Rita Lüder muss es wissen. Schließlich setzt die Diplom-Biologin sich seit ihrer Kindheit mit Pilzen auseinander. „Wenn ich meinen Vater nicht gehabt hätte…“, sagt sie lächelnd. Er war es, der ihre Leidenschaft für Pilze weckte. Mit der Familie sind sie oft „in die Pilze“ gegangen – obwohl das Neustädter Land, in dem sie aufgewachsen ist, gar nicht mal die ideale Gegend für Pilz-Sucher ist. Mit einem Picknickkorb sind sie losgezogen, haben die gemeinsamen Tage genossen und viel mehr gesammelt als nur Steinpilz, Marone und Champignon.
Foto: Rita Lüder
„Mein Vater ist Chemiker“, erzählt sie. Mit großer Neugierde habe er sich dem Thema Pilze gewidmet und sich mehr und mehr Wissen autodidaktisch angeeignet. Das weckte auch ihre Neugierde. „Wir haben uns hochgestachelt“, meint sie schmunzelnd. Fast wurde es ein kleiner Wettbewerb zwischen Vater und Tochter: Wer hat etwas Neues herausgefunden, wer weiß mehr?
Wanderungen rund um Neustadt auf der Suche nach Pilzen macht sie heute noch. Und trifft dabei manchmal auf alte Bekannte. Die Rotkappe, von der sie schon als Kind die Fruchtkörper geerntet hat, steht heute noch da. Langlebig können Pilze sein. Und weitaus mehr als das, was die Pilzsucher sehen. Denn der eigentliche Pilz ist ein im Boden verborgenes weites Geflecht.
Myzel nennt sich dieses Geflecht. Hauchdünne fadenartige Wurzeln. Unter der Fläche eines einzigen Fußabdruckes auf gesundem Boden, sagt die Pilz-Expertin, sind rund 100 Kilometer solcher Hyphen verborgen.
Diese Zahl ist ähnlich unvorstellbar wie die von dem größten Lebewesen der Erde, das nämlich ein Pilzgeflecht eines Hallimaschs in Amerika ist. Dieser eine Pilz erstreckt sich dort über eine Fläche von 600 Fußballfeldern, hat ein Alter von mehr als 2400 Jahren und wiegt etwa 600 Tonnen – also so viel wie 150 Elefanten. Solche Informationen weiterzugeben ist Rita Lüder ein Anliegen. Und auf Staunen darüber kann sie immer vertrauen.

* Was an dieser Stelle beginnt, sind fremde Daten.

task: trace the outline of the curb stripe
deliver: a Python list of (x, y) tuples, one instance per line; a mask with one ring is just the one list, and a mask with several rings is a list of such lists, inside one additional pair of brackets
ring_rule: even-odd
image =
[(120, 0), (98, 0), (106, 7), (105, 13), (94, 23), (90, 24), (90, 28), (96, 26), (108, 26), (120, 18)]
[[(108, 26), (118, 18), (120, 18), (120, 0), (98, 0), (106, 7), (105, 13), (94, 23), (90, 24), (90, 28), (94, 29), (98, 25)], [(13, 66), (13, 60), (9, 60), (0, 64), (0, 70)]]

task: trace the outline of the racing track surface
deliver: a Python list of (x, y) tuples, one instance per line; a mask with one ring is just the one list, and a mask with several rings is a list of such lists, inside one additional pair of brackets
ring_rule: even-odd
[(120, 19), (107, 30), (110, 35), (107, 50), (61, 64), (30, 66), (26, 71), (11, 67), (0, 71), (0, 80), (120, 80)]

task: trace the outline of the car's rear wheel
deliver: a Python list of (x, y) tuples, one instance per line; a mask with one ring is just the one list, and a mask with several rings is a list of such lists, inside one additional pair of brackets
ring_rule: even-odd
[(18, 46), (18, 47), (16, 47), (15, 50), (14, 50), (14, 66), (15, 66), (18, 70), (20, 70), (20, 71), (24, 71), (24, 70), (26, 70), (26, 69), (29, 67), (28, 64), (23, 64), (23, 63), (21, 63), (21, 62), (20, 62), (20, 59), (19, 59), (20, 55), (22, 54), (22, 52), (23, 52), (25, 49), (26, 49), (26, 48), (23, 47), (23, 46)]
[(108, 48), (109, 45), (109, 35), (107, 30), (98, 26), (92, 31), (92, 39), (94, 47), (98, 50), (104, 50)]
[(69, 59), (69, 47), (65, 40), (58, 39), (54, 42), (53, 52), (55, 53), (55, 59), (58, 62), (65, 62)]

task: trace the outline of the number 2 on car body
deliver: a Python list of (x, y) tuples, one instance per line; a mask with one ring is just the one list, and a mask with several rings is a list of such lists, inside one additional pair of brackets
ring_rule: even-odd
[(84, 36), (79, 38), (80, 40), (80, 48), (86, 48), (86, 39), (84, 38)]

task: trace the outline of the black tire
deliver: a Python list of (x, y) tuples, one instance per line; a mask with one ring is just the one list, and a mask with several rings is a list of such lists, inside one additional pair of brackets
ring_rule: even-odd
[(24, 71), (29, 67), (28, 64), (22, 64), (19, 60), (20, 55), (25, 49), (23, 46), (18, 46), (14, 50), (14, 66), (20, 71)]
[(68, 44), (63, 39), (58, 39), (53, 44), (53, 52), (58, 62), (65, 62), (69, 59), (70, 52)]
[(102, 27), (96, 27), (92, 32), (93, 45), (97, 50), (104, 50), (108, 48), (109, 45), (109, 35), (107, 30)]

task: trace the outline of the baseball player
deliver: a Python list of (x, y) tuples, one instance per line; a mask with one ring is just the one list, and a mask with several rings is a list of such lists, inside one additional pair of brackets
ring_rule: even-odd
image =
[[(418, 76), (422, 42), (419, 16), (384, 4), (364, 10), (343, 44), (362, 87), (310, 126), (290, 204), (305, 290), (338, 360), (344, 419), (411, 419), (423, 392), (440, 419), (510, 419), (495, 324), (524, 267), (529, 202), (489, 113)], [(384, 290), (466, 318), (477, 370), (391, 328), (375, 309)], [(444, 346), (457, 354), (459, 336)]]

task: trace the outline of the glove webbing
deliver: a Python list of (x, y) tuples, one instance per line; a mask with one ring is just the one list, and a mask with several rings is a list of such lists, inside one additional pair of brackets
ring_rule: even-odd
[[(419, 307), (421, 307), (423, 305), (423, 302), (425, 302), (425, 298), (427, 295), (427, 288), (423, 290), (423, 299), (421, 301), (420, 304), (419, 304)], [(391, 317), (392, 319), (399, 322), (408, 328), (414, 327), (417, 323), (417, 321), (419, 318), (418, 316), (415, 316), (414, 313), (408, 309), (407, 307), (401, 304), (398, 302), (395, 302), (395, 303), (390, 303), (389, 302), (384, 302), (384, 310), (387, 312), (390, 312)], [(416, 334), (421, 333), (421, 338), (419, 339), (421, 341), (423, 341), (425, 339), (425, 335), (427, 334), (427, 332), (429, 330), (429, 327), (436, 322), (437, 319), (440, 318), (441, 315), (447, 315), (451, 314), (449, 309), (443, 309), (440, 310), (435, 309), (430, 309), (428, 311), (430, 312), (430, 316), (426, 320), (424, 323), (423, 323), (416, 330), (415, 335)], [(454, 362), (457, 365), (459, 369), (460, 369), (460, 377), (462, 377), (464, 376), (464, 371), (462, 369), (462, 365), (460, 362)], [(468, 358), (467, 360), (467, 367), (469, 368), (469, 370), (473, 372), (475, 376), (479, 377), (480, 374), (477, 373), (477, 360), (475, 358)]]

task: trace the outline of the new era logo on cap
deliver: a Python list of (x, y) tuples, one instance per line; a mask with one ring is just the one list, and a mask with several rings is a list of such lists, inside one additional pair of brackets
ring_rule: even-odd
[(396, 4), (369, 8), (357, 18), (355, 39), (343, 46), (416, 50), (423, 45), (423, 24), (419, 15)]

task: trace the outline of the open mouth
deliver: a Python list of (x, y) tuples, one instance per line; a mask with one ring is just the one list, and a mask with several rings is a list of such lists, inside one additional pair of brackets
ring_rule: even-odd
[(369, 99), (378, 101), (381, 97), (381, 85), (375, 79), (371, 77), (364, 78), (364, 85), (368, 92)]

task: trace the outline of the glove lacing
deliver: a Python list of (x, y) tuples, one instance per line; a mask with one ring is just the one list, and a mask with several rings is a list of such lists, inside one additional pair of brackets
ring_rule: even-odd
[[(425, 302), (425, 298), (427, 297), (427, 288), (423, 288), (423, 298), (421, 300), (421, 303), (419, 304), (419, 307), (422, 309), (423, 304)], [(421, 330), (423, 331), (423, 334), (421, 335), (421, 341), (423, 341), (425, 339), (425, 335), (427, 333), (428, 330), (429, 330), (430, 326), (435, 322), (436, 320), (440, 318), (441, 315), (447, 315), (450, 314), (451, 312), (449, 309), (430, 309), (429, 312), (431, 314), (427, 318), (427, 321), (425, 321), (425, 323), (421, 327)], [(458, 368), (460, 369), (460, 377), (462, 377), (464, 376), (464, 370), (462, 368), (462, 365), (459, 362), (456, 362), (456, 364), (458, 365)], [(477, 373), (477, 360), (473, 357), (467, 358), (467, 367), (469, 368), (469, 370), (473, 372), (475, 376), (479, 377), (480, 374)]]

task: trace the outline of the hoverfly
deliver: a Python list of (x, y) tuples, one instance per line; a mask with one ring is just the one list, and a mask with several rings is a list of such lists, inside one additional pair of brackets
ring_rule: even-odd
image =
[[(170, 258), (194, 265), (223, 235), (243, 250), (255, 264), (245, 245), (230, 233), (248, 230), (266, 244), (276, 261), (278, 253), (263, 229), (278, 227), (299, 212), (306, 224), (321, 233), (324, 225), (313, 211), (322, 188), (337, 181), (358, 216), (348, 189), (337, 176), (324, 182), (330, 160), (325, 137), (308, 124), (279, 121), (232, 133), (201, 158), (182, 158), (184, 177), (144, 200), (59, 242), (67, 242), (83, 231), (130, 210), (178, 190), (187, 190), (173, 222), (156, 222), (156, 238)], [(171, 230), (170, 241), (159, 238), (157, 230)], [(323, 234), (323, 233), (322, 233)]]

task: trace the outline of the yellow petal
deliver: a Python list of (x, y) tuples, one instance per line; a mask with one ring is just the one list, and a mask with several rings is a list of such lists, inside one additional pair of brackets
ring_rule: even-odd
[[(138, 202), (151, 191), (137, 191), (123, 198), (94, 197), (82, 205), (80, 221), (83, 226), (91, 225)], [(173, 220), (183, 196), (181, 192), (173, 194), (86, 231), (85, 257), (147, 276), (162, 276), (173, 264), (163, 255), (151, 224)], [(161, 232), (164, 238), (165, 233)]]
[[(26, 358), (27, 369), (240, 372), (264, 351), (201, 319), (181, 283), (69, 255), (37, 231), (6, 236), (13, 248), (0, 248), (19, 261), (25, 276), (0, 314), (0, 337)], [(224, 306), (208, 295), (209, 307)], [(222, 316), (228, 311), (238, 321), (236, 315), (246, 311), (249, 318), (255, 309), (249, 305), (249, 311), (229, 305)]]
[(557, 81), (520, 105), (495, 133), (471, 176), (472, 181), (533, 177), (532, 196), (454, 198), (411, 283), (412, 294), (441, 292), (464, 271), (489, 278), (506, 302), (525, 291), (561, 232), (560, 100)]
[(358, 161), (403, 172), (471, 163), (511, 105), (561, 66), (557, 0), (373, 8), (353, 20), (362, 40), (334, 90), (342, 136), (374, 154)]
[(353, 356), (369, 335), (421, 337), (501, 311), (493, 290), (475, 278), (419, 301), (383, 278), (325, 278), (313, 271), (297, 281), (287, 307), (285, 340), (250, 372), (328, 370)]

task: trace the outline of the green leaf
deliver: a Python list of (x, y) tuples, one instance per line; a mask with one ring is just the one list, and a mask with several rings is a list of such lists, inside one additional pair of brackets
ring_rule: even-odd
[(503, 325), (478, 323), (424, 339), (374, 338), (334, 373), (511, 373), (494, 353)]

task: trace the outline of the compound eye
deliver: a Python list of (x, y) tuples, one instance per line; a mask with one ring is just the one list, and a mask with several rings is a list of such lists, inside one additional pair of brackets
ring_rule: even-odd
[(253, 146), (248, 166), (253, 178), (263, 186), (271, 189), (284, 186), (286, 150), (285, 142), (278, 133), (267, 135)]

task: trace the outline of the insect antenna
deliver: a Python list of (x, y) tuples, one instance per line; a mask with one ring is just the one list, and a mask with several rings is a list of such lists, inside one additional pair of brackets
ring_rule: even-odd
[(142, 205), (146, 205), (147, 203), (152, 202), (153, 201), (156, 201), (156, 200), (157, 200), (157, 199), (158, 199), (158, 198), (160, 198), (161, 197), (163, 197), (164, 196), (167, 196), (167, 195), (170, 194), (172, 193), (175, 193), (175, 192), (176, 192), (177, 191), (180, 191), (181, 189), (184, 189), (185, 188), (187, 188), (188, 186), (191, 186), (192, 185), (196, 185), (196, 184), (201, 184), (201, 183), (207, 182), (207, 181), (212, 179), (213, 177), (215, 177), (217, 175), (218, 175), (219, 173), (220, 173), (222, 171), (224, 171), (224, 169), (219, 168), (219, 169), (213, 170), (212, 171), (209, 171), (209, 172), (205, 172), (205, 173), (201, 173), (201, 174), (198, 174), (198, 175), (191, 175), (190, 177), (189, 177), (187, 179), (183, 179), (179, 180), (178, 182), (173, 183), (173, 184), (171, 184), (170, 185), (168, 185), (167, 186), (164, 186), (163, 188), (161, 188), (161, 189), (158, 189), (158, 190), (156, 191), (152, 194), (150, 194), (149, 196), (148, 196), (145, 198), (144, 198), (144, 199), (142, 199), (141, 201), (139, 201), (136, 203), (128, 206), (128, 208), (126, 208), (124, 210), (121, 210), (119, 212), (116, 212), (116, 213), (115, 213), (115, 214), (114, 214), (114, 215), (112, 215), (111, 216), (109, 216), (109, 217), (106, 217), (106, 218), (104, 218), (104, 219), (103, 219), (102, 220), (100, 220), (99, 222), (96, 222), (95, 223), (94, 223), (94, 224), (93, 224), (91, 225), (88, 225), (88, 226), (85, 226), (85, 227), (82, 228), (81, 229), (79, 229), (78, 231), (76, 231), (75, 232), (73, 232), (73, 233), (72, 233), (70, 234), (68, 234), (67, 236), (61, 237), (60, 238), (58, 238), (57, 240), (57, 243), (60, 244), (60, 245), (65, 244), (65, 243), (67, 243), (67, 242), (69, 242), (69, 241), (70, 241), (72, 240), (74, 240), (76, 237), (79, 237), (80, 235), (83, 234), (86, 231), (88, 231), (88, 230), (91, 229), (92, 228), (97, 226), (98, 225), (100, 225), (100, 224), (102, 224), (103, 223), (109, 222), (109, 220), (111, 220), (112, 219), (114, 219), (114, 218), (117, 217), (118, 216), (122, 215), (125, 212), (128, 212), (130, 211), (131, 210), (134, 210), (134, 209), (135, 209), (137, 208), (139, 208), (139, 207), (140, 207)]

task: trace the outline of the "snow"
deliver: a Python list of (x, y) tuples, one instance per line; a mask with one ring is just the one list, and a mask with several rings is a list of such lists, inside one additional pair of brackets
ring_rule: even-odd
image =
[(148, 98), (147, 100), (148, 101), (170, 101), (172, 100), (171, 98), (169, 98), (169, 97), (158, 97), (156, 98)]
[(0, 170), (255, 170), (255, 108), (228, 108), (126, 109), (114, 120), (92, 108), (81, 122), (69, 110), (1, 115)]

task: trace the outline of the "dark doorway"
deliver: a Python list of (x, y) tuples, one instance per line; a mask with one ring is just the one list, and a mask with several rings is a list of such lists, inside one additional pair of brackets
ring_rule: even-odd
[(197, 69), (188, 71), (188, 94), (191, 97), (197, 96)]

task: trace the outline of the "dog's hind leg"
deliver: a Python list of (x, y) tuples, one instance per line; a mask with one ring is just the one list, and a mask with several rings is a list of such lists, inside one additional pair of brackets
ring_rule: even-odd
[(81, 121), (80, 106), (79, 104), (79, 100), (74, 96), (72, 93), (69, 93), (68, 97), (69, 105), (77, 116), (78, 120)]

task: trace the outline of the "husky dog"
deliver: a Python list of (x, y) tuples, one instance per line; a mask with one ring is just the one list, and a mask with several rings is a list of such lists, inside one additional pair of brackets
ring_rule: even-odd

„Ich finde es wichtig, die Bedeutung der Pilze im ökologischen Kreislauf wahrzunehmen. Im landwirtschaftlichen Boden und im Waldboden. Wir sollten viel mehr Wert darauflegen, unsere Lebensgrundlage zu achten und sie nicht kaputt machen. Besonders im Hinblick auf die nachfolgenden Generationen“, sagt sie.
Foto: Rita Lüder
Pilze sind weder Tiere noch Pflanzen, sondern ein Reich für sich. Eine, die für das Ökosystem wichtig ist. Dass dieses Reich in Schul-Lehrbüchern immer noch keinen Platz gefunden hat – daran möchte Rita Lüder etwas ändern. Das Ökosystem Wald könne im Biologie-Unterricht immer noch ohne Pilze gelehrt werden, sagt sie. Eine Katastrophe, die Auswirkungen habe: „Es kann 100 Jahre dauern, bis sich der Waldboden erholt hat, wenn Holz mit dem Harvester herausgeholt worden ist!“ Gibt es mehr Wissen und mehr Verständnis, kann sich auch an solchen Dingen etwas ändern.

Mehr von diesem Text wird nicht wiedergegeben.